IEEE Trans Neural Netw Learn Syst. 2023 Dec;34(12):10875-10888. doi: 10.1109/TNNLS.2022.3171604. Epub 2023 Nov 30.
The existing occlusion face recognition algorithms almost tend to pay more attention to the visible facial components. However, these models are limited because they heavily rely on existing face segmentation approaches to locate occlusions, which is extremely sensitive to the performance of mask learning. To tackle this issue, we propose a joint segmentation and identification feature learning framework for end-to-end occlusion face recognition. More particularly, unlike employing an external face segmentation model to locate the occlusion, we design an occlusion prediction module supervised by known mask labels to be aware of the mask. It shares underlying convolutional feature maps with the identification network and can be collaboratively optimized with each other. Furthermore, we propose a novel channel refinement network to cast the predicted single-channel occlusion mask into a multi-channel mask matrix with each channel owing a distinct mask map. Occlusion-free feature maps are then generated by projecting multi-channel mask probability maps onto original feature maps. Thus, it can suppress the representation of occlusion elements in both the spatial and channel dimensions under the guidance of the mask matrix. Moreover, in order to avoid misleading aggressively predicted mask maps and meanwhile actively exploit usable occlusion-robust features, we aggregate the original and occlusion-free feature maps to distill the final candidate embeddings by our proposed feature purification module. Lastly, to alleviate the scarcity of real-world occlusion face recognition datasets, we build large-scale synthetic occlusion face datasets, totaling up to 980193 face images of 10574 subjects for the training dataset and 36721 face images of 6817 subjects for the testing dataset, respectively. Extensive experimental results on the synthetic and real-world occlusion face datasets show that our approach significantly outperforms the state-of-the-art in both 1:1 face verification and 1:N face identification.

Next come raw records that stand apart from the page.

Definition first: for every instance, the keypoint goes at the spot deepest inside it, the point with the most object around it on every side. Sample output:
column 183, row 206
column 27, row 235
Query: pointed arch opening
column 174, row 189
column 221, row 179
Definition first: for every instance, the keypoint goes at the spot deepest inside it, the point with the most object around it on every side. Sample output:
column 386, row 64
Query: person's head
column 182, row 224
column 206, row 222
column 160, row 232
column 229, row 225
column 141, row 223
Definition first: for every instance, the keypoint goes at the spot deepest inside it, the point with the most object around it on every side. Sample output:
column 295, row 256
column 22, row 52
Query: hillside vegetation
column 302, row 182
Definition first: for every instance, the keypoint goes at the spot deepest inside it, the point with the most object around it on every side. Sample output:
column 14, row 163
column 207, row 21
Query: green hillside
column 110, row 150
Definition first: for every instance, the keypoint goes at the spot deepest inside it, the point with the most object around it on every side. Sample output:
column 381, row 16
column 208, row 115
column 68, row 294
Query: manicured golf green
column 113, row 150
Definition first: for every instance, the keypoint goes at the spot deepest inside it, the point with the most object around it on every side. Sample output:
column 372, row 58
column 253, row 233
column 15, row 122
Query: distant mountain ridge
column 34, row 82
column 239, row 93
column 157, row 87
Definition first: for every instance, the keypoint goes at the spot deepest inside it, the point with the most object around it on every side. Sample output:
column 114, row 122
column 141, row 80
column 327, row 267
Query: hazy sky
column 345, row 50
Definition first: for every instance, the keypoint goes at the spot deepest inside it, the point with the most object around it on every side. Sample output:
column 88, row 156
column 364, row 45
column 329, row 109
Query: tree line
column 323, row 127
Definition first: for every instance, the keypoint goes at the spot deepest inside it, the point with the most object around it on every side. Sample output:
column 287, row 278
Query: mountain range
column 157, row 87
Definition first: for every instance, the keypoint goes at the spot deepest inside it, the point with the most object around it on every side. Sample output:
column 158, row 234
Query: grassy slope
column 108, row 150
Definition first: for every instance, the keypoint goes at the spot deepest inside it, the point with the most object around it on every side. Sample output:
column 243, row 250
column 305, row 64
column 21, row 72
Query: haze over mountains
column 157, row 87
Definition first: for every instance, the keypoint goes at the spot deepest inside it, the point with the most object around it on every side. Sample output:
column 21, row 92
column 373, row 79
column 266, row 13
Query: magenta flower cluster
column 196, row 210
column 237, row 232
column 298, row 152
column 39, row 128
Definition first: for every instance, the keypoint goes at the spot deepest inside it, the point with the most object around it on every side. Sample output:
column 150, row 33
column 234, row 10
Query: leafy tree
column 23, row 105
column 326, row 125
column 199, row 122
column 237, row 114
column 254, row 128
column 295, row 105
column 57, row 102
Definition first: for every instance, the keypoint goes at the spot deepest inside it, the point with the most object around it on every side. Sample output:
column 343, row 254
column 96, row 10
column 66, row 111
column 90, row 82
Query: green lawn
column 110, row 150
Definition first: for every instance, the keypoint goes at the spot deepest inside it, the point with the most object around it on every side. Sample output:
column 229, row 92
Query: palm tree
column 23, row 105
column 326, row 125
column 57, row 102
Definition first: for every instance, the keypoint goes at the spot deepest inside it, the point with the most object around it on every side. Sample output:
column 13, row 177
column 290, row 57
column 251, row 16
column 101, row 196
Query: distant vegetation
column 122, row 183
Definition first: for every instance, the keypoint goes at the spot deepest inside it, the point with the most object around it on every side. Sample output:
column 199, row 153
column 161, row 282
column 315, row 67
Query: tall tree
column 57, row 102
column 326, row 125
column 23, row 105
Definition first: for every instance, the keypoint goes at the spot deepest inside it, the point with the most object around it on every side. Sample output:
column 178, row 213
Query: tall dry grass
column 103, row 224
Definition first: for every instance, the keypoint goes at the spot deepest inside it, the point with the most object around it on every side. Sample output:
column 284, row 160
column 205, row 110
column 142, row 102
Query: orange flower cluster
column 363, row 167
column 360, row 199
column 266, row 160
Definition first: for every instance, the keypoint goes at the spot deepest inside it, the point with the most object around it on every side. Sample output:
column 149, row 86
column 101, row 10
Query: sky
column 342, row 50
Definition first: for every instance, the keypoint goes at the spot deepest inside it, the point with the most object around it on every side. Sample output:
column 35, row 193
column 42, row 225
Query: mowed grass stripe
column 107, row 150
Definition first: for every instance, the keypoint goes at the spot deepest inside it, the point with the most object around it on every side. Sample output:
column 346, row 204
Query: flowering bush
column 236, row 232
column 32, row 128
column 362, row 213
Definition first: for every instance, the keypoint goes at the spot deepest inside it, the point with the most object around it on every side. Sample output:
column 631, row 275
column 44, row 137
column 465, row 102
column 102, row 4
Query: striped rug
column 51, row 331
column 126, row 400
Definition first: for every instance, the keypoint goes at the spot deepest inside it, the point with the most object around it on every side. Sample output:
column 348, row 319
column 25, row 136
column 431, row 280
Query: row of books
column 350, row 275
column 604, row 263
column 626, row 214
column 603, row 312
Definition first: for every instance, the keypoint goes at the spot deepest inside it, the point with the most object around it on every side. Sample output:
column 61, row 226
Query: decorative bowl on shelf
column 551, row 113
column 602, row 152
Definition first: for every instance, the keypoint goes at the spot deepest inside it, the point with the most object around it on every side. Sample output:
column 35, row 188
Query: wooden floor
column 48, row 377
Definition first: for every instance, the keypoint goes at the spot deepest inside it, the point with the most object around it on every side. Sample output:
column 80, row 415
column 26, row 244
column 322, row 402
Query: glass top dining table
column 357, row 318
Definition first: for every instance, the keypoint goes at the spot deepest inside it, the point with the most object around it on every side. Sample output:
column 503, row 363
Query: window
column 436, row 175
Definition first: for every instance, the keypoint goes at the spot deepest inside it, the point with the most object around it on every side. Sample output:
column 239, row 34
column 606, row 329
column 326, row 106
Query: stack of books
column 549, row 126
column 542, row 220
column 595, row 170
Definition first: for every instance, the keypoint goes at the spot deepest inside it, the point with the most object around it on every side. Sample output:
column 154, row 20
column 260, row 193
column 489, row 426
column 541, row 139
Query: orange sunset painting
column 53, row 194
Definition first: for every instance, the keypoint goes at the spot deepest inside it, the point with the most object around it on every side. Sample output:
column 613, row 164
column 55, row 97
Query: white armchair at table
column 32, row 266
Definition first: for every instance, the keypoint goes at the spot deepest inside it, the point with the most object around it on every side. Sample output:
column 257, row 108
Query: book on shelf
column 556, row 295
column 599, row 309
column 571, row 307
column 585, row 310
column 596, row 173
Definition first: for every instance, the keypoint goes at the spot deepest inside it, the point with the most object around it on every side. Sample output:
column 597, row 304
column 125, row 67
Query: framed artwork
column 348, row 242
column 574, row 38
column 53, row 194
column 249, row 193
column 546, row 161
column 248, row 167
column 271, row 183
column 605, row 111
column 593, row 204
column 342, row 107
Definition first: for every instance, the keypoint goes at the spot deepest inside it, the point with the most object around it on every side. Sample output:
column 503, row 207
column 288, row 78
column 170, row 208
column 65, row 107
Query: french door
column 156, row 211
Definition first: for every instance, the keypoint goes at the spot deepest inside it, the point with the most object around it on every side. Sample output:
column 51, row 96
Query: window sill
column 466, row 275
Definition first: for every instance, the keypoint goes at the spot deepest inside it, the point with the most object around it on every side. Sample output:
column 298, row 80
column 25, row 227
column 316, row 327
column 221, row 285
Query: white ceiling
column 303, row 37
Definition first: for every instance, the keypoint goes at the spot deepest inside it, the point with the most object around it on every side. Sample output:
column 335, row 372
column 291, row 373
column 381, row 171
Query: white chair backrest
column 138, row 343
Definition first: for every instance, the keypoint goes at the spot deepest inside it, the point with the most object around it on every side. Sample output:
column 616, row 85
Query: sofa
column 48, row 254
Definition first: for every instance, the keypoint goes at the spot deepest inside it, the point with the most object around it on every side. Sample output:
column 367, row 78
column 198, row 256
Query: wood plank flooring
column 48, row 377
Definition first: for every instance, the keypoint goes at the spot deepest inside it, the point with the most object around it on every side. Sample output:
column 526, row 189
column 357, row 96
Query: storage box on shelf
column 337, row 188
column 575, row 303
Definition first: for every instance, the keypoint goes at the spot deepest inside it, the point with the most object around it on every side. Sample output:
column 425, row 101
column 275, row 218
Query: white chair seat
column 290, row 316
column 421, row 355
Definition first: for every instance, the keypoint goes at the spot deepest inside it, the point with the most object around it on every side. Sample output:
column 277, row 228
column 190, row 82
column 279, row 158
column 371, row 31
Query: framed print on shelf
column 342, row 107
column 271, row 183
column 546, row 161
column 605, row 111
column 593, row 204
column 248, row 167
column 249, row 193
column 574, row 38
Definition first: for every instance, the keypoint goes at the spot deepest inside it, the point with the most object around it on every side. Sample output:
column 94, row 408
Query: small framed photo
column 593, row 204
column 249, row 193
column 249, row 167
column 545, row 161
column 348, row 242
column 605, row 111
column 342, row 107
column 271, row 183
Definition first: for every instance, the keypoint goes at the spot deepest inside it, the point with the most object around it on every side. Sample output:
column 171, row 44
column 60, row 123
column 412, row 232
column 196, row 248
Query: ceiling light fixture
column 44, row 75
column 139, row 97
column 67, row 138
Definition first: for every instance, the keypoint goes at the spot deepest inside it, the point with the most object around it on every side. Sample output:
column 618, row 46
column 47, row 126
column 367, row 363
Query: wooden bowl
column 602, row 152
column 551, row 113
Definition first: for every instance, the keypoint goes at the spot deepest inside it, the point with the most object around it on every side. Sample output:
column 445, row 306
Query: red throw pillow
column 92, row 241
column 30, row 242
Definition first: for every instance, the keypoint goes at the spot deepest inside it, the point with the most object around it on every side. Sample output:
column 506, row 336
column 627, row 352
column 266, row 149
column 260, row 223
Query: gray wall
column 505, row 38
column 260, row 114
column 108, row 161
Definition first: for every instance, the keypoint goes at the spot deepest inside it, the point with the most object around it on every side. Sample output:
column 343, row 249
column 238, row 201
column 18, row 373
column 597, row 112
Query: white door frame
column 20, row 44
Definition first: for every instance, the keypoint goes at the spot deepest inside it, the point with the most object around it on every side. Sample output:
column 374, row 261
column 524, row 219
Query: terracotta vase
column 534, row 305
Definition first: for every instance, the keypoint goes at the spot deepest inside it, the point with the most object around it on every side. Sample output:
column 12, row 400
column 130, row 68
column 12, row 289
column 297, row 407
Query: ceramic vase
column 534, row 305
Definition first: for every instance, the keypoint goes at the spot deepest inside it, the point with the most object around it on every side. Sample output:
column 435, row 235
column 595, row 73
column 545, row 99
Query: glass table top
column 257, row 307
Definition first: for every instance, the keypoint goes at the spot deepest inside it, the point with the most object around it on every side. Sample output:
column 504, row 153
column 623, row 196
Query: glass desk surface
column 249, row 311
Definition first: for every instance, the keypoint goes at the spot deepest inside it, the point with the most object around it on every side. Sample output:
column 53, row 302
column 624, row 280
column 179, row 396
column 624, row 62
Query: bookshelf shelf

现有的遮挡人脸识别算法几乎都倾向于更多地关注可见的面部成分。然而,这些模型是有限的,因为它们严重依赖现有的面部分割方法来定位遮挡,这对掩模学习的性能非常敏感。为了解决这个问题,我们提出了一种用于端到端遮挡人脸识别的联合分割和识别特征学习框架。更具体地说,我们没有采用外部面部分割模型来定位遮挡,而是设计了一个遮挡预测模块,由已知的掩模标签监督,以了解掩模。它与识别网络共享底层卷积特征图,并可以相互协作进行优化。此外,我们提出了一种新的通道细化网络,将预测的单通道遮挡掩模转换为具有每个通道具有不同掩模图的多通道掩模矩阵。然后,通过将多通道掩模概率图投影到原始特征图上,生成无遮挡特征图。因此,它可以在掩模矩阵的指导下,在空间和通道维度上抑制遮挡元素的表示。此外,为了避免误导性地预测掩模图,并同时积极利用可用的遮挡稳健特征,我们通过我们提出的特征净化模块聚合原始和无遮挡特征图,以提取最终的候选嵌入。最后,为了缓解现实世界遮挡人脸识别数据集的稀缺性,我们分别构建了大规模的合成遮挡人脸数据集,训练数据集总共有 10574 名受试者的 980193 张人脸图像,测试数据集有 6817 名受试者的 36721 张人脸图像。在合成和现实世界遮挡人脸数据集上的广泛实验结果表明,我们的方法在 1:1 人脸验证和 1:N 人脸识别方面都明显优于最先进的方法。